The Taft-Hartley Act
Автор: GreggU
Загружено: 2019-12-29
Просмотров: 10611
Описание:
The Labor Management Relations Act (LMRA), also called the Taft-Hartley Act, was passed by Congress as an amendment to the 1935 NLRA. Whereas the NLRA identified a series of employee rights and employer unfair labor practices, the LMRA attempted to rebalance employer and employee rights.
The LMRA included a number of new provisions that limited union and labor rights in the United States. It outlawed several types of union actions that had been used since passage of the Wagner Act. These included jurisdictional strikes, which union members used to push companies to provide them with certain types of jobs. In addition, the law limited union shops, where every employee was required to become a member of the union within a certain time period.

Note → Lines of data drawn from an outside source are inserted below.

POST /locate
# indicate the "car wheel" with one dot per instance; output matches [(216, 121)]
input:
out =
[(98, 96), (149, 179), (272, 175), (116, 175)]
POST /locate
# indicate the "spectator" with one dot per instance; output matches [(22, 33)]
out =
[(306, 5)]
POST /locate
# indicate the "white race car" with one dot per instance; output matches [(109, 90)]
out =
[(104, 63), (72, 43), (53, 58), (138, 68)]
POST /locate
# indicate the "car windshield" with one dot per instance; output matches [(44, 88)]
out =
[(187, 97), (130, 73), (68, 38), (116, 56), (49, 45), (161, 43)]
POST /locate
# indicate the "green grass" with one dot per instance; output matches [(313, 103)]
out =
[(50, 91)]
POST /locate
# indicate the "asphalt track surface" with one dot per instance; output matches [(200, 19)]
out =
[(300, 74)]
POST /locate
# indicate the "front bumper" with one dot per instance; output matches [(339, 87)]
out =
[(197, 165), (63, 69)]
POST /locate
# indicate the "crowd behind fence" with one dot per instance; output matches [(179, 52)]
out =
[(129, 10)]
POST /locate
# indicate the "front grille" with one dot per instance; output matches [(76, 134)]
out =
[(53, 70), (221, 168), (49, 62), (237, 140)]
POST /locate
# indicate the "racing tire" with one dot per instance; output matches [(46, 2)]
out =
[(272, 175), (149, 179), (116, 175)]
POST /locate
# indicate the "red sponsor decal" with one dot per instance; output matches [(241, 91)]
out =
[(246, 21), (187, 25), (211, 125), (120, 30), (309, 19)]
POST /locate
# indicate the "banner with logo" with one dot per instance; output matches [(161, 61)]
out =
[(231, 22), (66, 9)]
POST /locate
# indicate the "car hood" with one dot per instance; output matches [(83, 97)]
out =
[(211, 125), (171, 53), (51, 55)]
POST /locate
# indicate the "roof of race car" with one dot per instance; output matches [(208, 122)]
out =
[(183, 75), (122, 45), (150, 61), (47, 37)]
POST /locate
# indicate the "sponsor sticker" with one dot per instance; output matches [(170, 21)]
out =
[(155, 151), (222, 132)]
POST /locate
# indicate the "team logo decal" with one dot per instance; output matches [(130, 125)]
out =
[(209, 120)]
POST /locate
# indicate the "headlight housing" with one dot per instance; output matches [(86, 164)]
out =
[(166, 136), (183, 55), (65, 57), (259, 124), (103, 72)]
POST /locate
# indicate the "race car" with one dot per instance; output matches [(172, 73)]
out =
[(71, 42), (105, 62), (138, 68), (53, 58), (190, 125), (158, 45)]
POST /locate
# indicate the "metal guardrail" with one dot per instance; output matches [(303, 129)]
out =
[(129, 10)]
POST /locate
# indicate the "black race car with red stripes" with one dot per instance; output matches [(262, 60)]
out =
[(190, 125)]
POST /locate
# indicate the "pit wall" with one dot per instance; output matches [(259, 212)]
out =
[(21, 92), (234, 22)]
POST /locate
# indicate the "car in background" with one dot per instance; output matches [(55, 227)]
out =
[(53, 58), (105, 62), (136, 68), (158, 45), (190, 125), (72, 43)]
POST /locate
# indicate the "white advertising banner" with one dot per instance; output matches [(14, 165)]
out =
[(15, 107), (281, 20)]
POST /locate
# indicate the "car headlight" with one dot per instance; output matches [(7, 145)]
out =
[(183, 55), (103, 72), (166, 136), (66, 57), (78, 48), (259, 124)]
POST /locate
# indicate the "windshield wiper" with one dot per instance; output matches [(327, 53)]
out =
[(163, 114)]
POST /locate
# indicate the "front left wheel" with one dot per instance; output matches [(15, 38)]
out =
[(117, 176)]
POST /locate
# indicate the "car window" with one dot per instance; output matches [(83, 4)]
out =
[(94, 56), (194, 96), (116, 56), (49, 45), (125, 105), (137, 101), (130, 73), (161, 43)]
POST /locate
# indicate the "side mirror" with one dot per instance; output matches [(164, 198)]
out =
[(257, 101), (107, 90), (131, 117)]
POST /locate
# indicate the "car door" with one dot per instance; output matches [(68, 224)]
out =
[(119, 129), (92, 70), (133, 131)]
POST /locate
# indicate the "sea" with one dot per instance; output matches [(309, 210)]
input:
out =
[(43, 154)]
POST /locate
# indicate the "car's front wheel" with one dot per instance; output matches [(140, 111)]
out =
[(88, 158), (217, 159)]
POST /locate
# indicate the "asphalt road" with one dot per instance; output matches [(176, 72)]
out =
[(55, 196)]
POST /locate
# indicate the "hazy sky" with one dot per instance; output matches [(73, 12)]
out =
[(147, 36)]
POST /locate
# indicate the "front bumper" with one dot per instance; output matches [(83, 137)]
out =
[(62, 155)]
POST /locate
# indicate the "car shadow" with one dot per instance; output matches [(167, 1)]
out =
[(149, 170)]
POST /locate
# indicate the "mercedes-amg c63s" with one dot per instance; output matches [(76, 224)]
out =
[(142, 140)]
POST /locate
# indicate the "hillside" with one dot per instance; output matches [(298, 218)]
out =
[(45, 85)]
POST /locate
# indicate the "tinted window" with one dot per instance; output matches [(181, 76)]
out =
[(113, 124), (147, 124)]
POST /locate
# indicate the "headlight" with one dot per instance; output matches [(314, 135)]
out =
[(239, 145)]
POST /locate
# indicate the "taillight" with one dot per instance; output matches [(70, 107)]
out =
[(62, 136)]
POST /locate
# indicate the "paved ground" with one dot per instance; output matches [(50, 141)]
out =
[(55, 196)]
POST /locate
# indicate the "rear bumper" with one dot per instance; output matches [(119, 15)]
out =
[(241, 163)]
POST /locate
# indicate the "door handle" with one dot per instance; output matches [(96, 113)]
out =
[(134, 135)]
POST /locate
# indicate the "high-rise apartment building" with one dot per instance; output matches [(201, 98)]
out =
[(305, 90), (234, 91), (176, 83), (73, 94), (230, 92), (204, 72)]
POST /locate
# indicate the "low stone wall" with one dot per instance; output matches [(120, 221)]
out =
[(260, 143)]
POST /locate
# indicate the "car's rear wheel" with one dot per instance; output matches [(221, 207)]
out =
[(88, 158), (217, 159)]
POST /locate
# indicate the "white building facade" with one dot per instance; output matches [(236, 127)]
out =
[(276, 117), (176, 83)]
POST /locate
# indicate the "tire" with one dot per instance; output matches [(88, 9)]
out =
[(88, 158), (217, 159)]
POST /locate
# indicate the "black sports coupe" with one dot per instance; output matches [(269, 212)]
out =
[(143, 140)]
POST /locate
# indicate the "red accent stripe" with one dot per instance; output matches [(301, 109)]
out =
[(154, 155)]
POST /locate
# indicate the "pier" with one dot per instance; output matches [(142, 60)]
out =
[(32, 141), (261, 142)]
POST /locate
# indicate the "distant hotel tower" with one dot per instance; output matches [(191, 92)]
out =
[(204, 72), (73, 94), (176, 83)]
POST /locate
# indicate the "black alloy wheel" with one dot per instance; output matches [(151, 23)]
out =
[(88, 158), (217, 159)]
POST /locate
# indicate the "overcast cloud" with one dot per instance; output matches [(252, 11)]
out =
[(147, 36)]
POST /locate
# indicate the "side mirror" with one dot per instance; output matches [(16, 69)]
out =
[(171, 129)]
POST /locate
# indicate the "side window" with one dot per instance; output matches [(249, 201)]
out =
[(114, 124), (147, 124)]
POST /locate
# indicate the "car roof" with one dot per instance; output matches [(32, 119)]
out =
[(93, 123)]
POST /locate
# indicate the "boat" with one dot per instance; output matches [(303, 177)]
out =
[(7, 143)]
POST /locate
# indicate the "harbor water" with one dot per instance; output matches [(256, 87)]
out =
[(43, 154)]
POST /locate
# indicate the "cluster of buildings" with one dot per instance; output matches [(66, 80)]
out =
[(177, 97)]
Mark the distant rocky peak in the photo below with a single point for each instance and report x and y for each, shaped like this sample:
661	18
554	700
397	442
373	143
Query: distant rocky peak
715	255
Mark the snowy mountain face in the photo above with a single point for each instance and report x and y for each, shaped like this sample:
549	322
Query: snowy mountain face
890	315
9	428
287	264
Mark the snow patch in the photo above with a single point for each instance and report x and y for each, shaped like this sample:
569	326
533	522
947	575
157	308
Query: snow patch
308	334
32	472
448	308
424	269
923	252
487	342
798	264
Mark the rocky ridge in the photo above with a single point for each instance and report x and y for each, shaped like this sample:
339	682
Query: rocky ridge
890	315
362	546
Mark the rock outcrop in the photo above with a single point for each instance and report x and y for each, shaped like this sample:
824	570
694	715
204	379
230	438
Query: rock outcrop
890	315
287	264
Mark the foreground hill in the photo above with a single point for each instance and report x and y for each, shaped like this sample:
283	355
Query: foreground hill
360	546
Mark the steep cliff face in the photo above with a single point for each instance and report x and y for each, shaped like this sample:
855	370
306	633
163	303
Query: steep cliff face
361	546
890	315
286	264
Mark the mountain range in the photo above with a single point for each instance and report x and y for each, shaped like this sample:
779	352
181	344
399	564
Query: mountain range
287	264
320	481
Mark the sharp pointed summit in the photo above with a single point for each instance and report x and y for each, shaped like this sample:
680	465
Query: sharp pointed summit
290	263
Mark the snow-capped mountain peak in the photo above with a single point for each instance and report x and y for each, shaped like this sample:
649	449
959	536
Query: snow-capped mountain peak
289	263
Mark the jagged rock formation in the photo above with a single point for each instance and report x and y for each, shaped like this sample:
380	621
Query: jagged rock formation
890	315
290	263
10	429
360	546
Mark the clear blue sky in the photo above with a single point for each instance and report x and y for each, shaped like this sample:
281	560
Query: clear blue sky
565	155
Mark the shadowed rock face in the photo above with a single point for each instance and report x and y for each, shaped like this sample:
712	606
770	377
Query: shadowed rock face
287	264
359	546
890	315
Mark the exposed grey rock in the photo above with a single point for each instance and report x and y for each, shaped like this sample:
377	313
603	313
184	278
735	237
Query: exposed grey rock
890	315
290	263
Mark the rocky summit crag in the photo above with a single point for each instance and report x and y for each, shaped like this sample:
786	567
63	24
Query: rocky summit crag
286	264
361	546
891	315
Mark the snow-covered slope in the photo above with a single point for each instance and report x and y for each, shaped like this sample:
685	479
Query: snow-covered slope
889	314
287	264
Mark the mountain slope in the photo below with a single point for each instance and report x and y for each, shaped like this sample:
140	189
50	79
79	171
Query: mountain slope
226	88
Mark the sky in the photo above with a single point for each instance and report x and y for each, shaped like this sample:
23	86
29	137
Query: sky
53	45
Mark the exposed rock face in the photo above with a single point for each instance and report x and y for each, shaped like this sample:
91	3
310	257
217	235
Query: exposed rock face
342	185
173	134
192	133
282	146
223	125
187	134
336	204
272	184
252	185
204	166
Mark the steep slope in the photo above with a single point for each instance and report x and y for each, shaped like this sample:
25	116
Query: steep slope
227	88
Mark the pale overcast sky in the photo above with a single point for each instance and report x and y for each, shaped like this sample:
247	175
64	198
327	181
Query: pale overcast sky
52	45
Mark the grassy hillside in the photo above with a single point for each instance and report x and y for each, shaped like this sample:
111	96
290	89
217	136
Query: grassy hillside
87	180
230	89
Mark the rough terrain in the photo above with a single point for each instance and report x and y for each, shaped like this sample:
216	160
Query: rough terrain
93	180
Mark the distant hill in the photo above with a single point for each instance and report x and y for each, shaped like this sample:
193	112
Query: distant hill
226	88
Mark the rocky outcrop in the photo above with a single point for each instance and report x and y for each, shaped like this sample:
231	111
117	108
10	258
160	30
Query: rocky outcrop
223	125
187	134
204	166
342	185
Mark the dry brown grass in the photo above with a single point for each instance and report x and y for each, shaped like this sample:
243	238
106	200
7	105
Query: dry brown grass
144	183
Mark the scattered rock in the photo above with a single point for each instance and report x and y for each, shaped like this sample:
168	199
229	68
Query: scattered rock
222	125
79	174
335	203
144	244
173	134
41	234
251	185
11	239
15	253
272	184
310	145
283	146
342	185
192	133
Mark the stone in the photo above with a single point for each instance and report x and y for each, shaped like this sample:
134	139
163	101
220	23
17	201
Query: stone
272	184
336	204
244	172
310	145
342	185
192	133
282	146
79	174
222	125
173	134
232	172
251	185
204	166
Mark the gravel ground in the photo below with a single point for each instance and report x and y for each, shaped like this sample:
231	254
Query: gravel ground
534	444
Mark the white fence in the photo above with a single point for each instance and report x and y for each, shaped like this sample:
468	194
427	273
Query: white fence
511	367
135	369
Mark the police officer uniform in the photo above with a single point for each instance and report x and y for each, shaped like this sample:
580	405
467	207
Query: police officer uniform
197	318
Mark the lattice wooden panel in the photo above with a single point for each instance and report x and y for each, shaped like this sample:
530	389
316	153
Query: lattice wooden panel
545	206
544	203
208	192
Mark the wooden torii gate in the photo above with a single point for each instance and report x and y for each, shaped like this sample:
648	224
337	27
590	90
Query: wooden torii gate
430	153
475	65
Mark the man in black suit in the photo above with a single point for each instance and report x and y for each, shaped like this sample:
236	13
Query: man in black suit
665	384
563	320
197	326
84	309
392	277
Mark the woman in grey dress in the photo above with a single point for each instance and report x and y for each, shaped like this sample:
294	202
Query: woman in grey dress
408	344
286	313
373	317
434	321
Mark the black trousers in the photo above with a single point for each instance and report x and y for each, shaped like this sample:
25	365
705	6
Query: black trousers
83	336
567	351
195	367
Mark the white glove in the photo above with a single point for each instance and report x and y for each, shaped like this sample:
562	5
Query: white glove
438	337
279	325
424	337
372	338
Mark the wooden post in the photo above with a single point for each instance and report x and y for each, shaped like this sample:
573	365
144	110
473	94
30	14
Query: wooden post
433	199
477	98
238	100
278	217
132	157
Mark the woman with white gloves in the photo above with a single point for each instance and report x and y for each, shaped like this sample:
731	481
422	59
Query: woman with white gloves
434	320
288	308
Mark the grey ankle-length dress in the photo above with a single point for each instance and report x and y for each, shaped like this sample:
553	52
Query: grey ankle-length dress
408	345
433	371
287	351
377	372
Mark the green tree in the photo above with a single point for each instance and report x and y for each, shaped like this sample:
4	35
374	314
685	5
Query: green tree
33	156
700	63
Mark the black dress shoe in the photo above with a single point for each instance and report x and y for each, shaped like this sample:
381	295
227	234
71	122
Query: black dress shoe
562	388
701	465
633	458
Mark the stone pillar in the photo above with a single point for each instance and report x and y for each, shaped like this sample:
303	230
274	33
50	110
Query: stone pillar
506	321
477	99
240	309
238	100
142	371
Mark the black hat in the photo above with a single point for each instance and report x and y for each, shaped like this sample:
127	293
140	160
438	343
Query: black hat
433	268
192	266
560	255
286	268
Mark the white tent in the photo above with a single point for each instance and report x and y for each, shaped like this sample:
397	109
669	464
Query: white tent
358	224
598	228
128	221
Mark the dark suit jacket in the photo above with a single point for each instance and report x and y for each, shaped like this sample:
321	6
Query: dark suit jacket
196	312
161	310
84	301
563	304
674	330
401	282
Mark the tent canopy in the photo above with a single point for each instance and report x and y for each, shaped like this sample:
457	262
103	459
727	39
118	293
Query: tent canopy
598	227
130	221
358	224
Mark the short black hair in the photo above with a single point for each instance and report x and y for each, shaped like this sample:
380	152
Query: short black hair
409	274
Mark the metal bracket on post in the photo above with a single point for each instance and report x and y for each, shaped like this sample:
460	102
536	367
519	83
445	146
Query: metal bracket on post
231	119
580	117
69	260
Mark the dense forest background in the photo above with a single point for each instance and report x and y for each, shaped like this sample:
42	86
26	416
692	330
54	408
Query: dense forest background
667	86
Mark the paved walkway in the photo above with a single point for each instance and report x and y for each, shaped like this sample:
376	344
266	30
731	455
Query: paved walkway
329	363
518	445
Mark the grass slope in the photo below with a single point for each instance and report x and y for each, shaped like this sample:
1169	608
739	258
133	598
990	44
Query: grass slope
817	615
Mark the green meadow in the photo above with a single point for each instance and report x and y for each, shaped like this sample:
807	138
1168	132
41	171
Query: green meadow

Finally, the LMRA provided that supervisors had no right to be protected if they chose to participate in union activities, so if a supervisor participated in unionizing activities, the company was allowed to terminate them. In addition to the limitations on unions and labor, the LMRA created mechanisms for decertifying unions through an election process, and it allowed the states to pass a right-to-work law.
Right-to-work laws work directly against union shops by declaring that every employee in a company has a right to work, even if they choose not to join the union representing the shop. Union shops cannot be set up in states that pass right-to-work laws.